One of the great joys of yoga is that no two teachers are the same. It’s so exciting to experience new flows, styles of teaching and types of yoga to keep the love of yoga alive.
This was the first time I’d managed to book my first choice workshop at the Om Yoga Show (show review can be found here). The session was 90 minutes long for the bargain price of £10. I expected the room to be an uncomfortable, overcrowded affair, but I was pleasantly surprised. Mats were well-spaced and there was enough room to spread out without getting too close to your neighbour (it’s just not very British to touch a stranger – especially a sweaty one).
The workshop was billed as a Himalayan Hatha Yoga series with energy to create freedom and lightness in the body. There were intense sun salutations with upward dog kept on the toes rather than the tops of the feet. Looking around, I could tell that everyone found this a change from their ‘norm’. There were people of all abilities in the class which is always great to see and be part of.
We were put through our paces using fast flows, arm balances, strength postures and some of the most intensive Kriya and pranayama I have ever experienced. The breath holds and transitions worked to cleanse the body, generate heat and still the mind. It was very tough! We worked through standing postures testing balance and strength. We added in fast arm movements to challenge concentration and work alongside pranayama. There were opportunities to try transitions from headstand to side crow and back and chair to flying pigeon to name a few. There were also challenging bound postures which I enjoy but really test the limits of patience and surrender. This was a full body and mind workout. We sweated…a lot.
Yogi Ashokananda was encouraging and warm. Although he moved through transitions quickly he was clear in his instruction – although firm when he spotted we were flagging. He added in asanas and movements I haven’t tried or heard of before (wagtail or cheetah pose anyone?) but they were intense. I really enjoy this physical form of yoga because pushing the limits of the body helps to control the mind. I really found this a transformational session and have since used some of Yogi Ashokananda’s practices in my classes, particularly how to move within postures rather than just the traditional holds. I also really enjoyed using pranayama and kriyas as an integrated practice while doing asanas rather than sitting down and doing them separately.
The only let down for me was the poor quality of yoga mats that were provided.
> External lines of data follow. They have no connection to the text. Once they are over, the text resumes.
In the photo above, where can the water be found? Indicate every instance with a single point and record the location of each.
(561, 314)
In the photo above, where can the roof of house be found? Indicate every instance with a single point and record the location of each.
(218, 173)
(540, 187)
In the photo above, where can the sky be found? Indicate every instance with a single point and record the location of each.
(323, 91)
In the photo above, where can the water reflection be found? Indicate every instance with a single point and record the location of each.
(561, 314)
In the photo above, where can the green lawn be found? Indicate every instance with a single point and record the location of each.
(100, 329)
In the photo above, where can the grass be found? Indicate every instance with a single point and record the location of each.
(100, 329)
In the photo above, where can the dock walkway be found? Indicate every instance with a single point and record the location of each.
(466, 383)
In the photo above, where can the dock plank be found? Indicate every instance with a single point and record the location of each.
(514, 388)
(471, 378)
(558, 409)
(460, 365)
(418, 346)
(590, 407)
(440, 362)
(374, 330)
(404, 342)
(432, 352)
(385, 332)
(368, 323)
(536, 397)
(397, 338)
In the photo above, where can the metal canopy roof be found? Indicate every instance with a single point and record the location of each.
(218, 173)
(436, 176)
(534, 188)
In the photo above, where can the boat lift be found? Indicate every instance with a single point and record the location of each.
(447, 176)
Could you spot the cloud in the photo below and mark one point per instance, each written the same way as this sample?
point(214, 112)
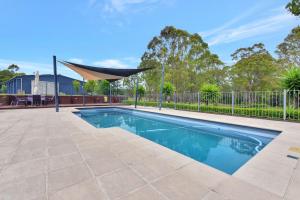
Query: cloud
point(76, 60)
point(128, 62)
point(265, 25)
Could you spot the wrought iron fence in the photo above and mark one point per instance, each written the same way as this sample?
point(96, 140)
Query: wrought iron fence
point(280, 105)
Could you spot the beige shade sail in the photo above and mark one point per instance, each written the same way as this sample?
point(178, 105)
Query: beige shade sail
point(101, 73)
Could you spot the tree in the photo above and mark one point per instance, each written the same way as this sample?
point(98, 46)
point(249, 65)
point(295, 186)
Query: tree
point(289, 50)
point(291, 82)
point(186, 57)
point(89, 86)
point(141, 91)
point(294, 7)
point(168, 90)
point(76, 86)
point(13, 68)
point(255, 69)
point(210, 93)
point(291, 79)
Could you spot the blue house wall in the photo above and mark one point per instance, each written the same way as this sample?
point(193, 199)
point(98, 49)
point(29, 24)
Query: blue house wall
point(24, 83)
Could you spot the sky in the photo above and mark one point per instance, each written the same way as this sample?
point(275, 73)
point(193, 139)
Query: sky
point(115, 33)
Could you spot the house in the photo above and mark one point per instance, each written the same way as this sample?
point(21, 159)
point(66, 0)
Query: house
point(24, 85)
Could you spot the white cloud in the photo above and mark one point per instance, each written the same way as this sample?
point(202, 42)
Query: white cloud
point(265, 25)
point(76, 60)
point(128, 62)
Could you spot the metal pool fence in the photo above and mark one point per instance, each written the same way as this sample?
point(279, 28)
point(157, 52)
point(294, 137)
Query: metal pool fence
point(280, 105)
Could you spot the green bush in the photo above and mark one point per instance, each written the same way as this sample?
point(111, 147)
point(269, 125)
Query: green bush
point(210, 93)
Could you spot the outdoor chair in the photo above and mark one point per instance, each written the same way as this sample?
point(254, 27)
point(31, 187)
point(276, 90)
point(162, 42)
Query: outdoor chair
point(18, 100)
point(36, 100)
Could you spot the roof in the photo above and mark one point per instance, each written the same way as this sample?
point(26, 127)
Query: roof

They were slippy to the point of being dangerous in a class such as this where sweat was an inevitability. Holding downward dog was a feat of concentration and resolve. I recommend taking your own mat to the Om Yoga Show if you intend to do a workshop.
We finished with some chanting aloud (again not very British) which everyone engaged with (surprisingly). I’m not familiar with the verse we chanted but many were so it was great to be a part of it. I always enjoy some Om chanting at the end of a class though, it just really fills me with happiness.
Yogi Ashokananda prepared us well for the class by saying “corpse pose is called corpse pose for a reason. You shouldn’t do it unless you feel like you’re going to die. Five straight hours of yoga will make you feel like you’re going to die…you only get to do savasana then”. He stuck to his word…there was no savasana after the most intense 90 minutes of yoga I’ve ever done. But, he was right. I didn’t need it and I didn’t miss it.